ERA.id - Dinas Ketenagakerjaan (Disnaker) Kota Tangerang mendapat 127 laporan terkait perselisihan buruh dengan perusahaannya. Jumlah itu merupakan perkara yang ditangani sejak Januari hingga September 2021.
Dari data yang diperoleh, didominasi laporan buruh karena mendapat Pemutusan Hubungan Kerja (PHK) sepihak. Sisanya karena tidak mendapat hak.
Total ada 455 buruh yang di PHK menurut laporan tersebut. Sementara, 54 buruh tak mendapat haknya.
Kepala Bidang Hubungan Industrial untuk Disnaker Kota Tangerang, M Adli mengatakan dari jumlah 127 aduan, 80 diantaranya berhasil diselesaikan. 45 perkara selesai setelah mendapat anjuran dari Disnaker.
Lalu, 26 perkara selesai setelah kedua belah pihak yakni buruh dan perusahaan melakukan Perjanjian Bersama (PB).
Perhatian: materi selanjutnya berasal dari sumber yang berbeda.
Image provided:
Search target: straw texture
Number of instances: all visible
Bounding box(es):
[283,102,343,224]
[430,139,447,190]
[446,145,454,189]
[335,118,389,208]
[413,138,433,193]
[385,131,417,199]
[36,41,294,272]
Kemudian, 8 perkara selesai setelah perusahaan dan buruh melakukan Bipartit atau perundingan. Sisanya, berakhir di Pengadilan Hubungan Industrial (PHI) Banten.
"Emang rata-rata selesai di Disnaker atau selesai secara internal di perusahaan," ujar Adli Senin (6/12/2021).
Dia mengatakan, Disnaker Kota Tangerang ketika mendapat laporan tersebut menganjurkan buruh dan perusahaan yang berselisih untuk menyelesaikan masalahnya. Mulai dari Bipartit hingga Perjanjian Bersama.
"Kami anjurkan itu sehingga masing-masing pihak ada jalan keluarnya," kata Adli.
Adli mengatakan Disnaker Kota Tangerang tidak bisa memberikan sanksi atau melakukan penyidikan terkait perselisihan buruh dan perusahaan. Hal itu kata dia merupakan wewenang dari PHI Banten.
"Ketika tidak bisa selesai di Disnaker. Biasanya buruh melaporkan ke PHI. Nanti PHI yang menindaklanjuti. PHI yang punya wewenang untuk memberikan sanksi. Kota hanya menganjurkan," jelasnya.
Wakil Ketua Serikat Pekerja Seluruh Indonesia (SPSI) Kota Tangerang Hardiansyah mengatakan peran Disnaker dalam penyelesaian perselisihan antara buruh dan perusahaannya, terbatas. Pasalnya, kewenangan penuh terdapat di PHI.
"Sebetulnya gini kalo saat ini Disnaker dalam menyelesaikan masalah di mediasinya hanya memberikan tiket saja, oh ini sudah ada Bipartit, masuk ke mediasi. Dikeluarkan anjuran ke PHI , hanya gitu saja. Jadi tidak ada penyelesaian masalah di tingkat dinas ketenagakerjaan," jelasnya.
Hal ini disebabkan oleh Undang-Undang (UU) Nomor 2 tahun 2004 tentang penyelesaian perselisihan hubungan industrial. Dalam UU tersebut kata Hardiansyah proses peradilan penyelesaian perselisihan hubungan industrial dilakukan dengan sederhana dan cepat.
"Itu kan enggak rasional , faktanya gak rasional bahkan panjang sekali (proses peradilan penyelesaian perselisihan hubungan industrial)," tuturnya.
Hal ini berbeda bila dibandingkan dengan sebelum adanya UU tersebut. Bahwa Disnaker dalam memberikan keputusan terkait perselisihan buruh dan perusahaan.
"Kalo dulu Disnaker bisa memutus kalo saat ini dia hanya menghantarkan saja. Bicara kinerja Disnaker itu bekerja berdasarkan UU sehingga dia Karena tidak diberikan untuk memutus yang tidak bisa berbuat apa-apa seperti macan ompong," jelasnya.
Dia mengungkapkan kalau dalam perselisihan dengan perusahaan, posisi buruh lemah. Hal ini berdasarkan sejumlah perkara yang ditangani oleh SPSI.
"Sangat jauh dari kata keadilan intinya muara penyelesaian masalah muaranya keadilan, tapi saat ini sangat jauh dari keadilan. Karena posisi buruh saat ini lemah tidak ada perlindungan dari pemerintah dalam bentuk regulasi," pungkasnya.